Okoliczności, w których doszło do zbrodni, są nietypowe.
– Użycie siekiery, którą ksiądz przewoził w bagażniku, a następnie podpalenie krwawiącego znajomego – to okoliczności, które rodzą pytanie o poczytalność oskarżonego – powiedziała prok. Góźdź.
Dlatego w najbliższym czasie – jak zaznaczyła – ksiądz ma być zbadany przez dwóch psychiatrów. Badanie odbędzie się w warunkach ambulatoryjnych.
– Oskarżony zostanie doprowadzony, biegli psychiatrzy przeprowadzą z nim wywiad lekarski, przeanalizują dokumentację medyczną i na tej podstawie sporządzą opinię o jego poczytalności w chwili popełnienia czynu – powiedziała prokurator.
Pomóż w rozwoju naszego portalu
Dodała, że jeśli biegli nie będą w stanie wydać opinii na podstawie jednorazowego badania, wówczas będzie konieczna dłuższa obserwacja psychiatryczna księdza w warunkach szpitalnych.

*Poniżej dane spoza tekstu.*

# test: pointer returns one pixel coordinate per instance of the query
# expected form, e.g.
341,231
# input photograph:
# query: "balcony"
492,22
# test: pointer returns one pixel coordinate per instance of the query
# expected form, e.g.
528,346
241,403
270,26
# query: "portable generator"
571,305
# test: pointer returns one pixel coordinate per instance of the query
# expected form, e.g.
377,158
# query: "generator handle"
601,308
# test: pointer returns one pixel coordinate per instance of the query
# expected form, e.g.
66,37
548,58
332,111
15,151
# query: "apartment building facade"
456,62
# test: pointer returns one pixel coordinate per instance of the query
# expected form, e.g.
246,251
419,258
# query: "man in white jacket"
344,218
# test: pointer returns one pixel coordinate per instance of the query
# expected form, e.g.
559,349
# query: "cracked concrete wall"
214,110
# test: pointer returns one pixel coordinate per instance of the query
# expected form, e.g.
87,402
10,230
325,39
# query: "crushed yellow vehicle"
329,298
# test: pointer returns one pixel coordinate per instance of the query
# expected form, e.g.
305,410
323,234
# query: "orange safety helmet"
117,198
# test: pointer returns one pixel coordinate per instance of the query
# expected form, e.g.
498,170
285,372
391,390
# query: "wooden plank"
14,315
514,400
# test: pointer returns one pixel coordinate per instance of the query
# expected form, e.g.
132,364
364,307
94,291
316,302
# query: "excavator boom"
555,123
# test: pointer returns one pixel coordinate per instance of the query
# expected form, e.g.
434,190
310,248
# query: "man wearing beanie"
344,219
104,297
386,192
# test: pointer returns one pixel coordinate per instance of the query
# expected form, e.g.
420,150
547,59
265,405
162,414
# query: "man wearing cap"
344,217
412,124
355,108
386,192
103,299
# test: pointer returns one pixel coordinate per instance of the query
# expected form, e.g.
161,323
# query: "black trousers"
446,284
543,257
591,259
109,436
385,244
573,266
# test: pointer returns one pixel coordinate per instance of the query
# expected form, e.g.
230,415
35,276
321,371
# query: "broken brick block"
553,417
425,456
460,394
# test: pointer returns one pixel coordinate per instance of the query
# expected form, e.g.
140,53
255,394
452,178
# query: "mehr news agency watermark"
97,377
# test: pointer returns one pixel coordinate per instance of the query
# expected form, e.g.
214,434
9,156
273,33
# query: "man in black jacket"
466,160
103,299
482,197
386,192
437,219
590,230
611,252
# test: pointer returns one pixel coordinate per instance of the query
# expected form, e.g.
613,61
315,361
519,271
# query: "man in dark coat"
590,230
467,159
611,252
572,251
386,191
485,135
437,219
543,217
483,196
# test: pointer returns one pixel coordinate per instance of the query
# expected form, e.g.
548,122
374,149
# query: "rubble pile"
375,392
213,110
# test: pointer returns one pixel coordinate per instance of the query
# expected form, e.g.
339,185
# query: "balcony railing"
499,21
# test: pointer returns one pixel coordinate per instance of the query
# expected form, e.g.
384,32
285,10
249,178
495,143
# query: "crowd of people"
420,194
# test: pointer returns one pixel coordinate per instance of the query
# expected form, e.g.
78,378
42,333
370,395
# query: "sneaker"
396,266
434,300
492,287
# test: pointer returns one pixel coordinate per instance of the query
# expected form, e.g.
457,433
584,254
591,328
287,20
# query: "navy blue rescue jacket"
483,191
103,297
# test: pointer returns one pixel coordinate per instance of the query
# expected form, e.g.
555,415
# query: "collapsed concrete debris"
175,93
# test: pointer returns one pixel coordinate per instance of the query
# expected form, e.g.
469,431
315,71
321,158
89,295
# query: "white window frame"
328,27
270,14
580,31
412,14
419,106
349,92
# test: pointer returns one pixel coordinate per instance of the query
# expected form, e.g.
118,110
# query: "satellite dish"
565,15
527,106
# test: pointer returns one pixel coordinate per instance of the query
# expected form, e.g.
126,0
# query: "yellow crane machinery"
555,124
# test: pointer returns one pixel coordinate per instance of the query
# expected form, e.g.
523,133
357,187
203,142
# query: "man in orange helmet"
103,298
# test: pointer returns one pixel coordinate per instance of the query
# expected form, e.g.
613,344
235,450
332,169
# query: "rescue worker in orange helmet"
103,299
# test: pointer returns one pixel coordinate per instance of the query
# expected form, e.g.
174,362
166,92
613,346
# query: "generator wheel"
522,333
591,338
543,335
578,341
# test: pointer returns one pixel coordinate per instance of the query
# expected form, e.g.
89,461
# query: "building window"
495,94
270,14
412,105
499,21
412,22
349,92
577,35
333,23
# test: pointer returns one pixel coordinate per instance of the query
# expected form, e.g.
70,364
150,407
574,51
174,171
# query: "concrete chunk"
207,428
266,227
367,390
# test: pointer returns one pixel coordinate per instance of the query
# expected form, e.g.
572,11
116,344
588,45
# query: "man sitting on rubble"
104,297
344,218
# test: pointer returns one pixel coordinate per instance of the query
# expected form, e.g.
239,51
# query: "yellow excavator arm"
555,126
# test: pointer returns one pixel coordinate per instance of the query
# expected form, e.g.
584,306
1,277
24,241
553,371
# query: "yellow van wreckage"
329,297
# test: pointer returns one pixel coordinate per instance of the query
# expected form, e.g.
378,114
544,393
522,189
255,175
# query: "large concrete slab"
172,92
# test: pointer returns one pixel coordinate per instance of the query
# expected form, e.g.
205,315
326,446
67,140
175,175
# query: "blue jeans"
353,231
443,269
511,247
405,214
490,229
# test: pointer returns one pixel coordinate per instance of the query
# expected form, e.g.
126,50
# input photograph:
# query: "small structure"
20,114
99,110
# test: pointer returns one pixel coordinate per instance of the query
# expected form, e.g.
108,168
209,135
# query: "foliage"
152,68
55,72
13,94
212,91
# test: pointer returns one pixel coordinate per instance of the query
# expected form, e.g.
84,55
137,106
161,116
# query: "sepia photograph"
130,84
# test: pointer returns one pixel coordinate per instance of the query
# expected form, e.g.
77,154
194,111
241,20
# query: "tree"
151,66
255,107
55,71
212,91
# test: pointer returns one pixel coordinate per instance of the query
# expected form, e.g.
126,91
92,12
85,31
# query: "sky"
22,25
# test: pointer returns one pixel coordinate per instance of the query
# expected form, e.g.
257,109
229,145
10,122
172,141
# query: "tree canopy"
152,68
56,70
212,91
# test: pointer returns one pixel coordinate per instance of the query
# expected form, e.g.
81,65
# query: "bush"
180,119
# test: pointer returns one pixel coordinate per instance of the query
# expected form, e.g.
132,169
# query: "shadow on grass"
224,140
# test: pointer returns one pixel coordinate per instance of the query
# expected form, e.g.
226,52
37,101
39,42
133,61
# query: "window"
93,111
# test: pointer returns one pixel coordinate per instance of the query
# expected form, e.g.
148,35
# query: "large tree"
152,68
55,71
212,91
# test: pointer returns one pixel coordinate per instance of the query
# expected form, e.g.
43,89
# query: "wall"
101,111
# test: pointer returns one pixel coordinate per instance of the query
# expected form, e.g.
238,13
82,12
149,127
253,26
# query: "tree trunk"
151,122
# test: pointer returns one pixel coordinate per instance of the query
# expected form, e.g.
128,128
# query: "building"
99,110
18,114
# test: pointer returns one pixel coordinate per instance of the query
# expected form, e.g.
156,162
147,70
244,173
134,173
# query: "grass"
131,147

Prokurator kompletuje także inne materiały dowodowe. Biegli na podstawie badania stężenia hemoglobiny tlenkowęglowej we krwi pobranej od zmarłego Anatola Cz. mają stwierdzić, czy w chwili podpalenia przez proboszcza jego ofiara jeszcze żyła.
Duchownemu grozi kara od 15 lat więzienia do dożywocia.